And with all of the administration’s threats toward companies with diversity, equity and inclusion (DEI) programs, many brands don’t want to be viewed as marketing their own such initiatives. Although DEI and market segmentation are two entirely different things, corporations tend to confuse them, Evans said.

DEI is a corporate policy “to show their employees that they have equal opportunity at that company,” he said, whereas market segmentation is for “looking at consumer groups and seeing who’s good for you.”

Without market segmentation, brands “have no power and no way to grow,” Evans said, but they’re concerned about the optics of DEI and targeting minority groups.

For instance, even brands that are standing their moral ground, so to speak, are still not all in on Pride month this year, Evans said. He asked several brands if he could refer to their Pride marketing strategies on the record, and all of them declined.

In the past, Miller Brewing Company has actually reached out to Evans to request that he stop referring to it as a case study on successful LGBTQ marketing, because it only wanted to be associated with LGBTQ media when it was running a specifically targeted campaign or advertising in an LGBTQ publication.
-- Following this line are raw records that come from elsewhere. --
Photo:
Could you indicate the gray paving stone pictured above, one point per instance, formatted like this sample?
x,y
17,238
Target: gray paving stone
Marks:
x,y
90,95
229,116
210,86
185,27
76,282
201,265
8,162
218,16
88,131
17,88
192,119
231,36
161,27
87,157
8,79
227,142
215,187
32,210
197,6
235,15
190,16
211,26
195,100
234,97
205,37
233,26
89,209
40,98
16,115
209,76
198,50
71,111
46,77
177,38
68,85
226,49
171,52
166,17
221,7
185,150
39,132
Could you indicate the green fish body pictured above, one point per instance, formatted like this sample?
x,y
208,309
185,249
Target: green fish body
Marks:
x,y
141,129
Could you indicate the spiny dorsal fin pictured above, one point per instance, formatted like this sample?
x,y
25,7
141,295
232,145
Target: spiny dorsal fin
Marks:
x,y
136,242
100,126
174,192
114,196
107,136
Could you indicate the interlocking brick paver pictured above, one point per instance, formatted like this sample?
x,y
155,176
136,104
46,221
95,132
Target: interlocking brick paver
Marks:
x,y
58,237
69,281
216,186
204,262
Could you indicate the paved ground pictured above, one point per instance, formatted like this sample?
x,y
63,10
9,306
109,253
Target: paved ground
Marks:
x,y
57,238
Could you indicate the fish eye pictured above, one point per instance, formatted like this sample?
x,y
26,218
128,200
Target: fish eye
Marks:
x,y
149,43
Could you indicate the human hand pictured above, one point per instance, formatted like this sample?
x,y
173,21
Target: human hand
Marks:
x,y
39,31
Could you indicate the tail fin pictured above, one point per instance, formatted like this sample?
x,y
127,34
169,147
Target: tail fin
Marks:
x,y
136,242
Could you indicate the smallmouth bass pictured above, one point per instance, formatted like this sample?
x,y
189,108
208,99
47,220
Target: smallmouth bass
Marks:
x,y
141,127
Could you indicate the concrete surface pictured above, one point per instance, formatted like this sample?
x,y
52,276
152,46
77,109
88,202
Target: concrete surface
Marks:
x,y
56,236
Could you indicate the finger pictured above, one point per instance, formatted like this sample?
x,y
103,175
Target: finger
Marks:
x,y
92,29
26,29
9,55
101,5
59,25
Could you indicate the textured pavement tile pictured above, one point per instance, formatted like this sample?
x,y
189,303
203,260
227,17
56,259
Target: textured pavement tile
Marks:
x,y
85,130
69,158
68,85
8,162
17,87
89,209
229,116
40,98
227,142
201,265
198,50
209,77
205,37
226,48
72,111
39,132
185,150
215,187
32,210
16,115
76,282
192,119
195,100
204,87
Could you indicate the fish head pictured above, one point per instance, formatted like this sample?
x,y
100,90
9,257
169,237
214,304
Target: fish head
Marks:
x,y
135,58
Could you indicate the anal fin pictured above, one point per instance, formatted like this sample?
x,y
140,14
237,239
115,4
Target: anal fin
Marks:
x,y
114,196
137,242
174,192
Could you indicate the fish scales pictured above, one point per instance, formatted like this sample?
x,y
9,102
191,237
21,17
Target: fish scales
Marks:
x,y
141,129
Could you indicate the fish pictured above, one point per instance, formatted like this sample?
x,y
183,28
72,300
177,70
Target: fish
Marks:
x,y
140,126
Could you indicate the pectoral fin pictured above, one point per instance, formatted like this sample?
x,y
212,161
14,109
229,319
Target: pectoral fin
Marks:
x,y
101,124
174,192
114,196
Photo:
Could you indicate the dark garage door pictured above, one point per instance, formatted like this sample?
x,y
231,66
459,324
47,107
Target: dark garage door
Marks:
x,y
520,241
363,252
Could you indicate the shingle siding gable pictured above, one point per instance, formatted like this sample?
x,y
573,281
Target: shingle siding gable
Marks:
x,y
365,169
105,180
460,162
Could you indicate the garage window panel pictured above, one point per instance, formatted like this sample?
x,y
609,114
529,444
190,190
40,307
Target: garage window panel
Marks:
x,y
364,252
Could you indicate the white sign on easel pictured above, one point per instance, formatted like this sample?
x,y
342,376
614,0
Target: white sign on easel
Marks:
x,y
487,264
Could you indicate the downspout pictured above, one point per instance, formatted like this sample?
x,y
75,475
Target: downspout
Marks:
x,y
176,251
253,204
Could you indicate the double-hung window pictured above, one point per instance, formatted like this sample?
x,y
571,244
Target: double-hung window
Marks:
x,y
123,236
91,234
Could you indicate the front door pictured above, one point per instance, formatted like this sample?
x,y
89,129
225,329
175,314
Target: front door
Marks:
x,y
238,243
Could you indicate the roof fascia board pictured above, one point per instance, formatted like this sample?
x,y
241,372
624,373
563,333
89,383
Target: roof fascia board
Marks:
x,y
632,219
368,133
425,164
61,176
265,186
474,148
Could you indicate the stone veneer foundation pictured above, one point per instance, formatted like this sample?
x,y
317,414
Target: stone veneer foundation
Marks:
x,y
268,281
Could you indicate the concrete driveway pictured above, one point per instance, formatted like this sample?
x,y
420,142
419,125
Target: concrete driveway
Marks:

Even the “champions” who are “steering the course” of LGBTQ advertising are reluctant to discuss those marketing strategies, he said. “I’m disappointed.”

Pride, not prejudice

Advertisers may come to regret their reticence to back Pride.

Ironically, many brands pulling ad dollars from Pride and refusing to publicly voice LGBTQ support are hurting themselves. They’re “trying to satisfy” a group that isn’t actually their customer base, and “now the people that they’ve annoyed are actually their customers,” Hastedt pointed out.

In trying to please everyone, they please no one.

There’s nothing wrong with catering to multiple audiences, Hastedt emphasized, using Levi’s denim as an example. Levi’s has doubled down on its LGBTQ marketing over the past few years as it targets younger Gen Z audiences. But it would also make sense for them to sponsor a rodeo, he said, to target their more conservative following.

The problem is that many brands are abandoning their LGBTQ audiences altogether.

“It’s an unnecessary uphill battle,” he said. The LGBTQ community isn’t going to accept a check and an apologetic Instagram post and call it a day. They’re going to have to truly “reengage” with the community.

And it’s not going to be easy, Hastedt warned. “You can’t do it overnight.”

Evans agreed, noting that the Target by his workplace is now “a shadow of itself” ever since the store made headlines for pulling its Pride collection off shelves in response to conservative backlash.

“There’s a real price to be paid,” he said, “for being a fake friend.”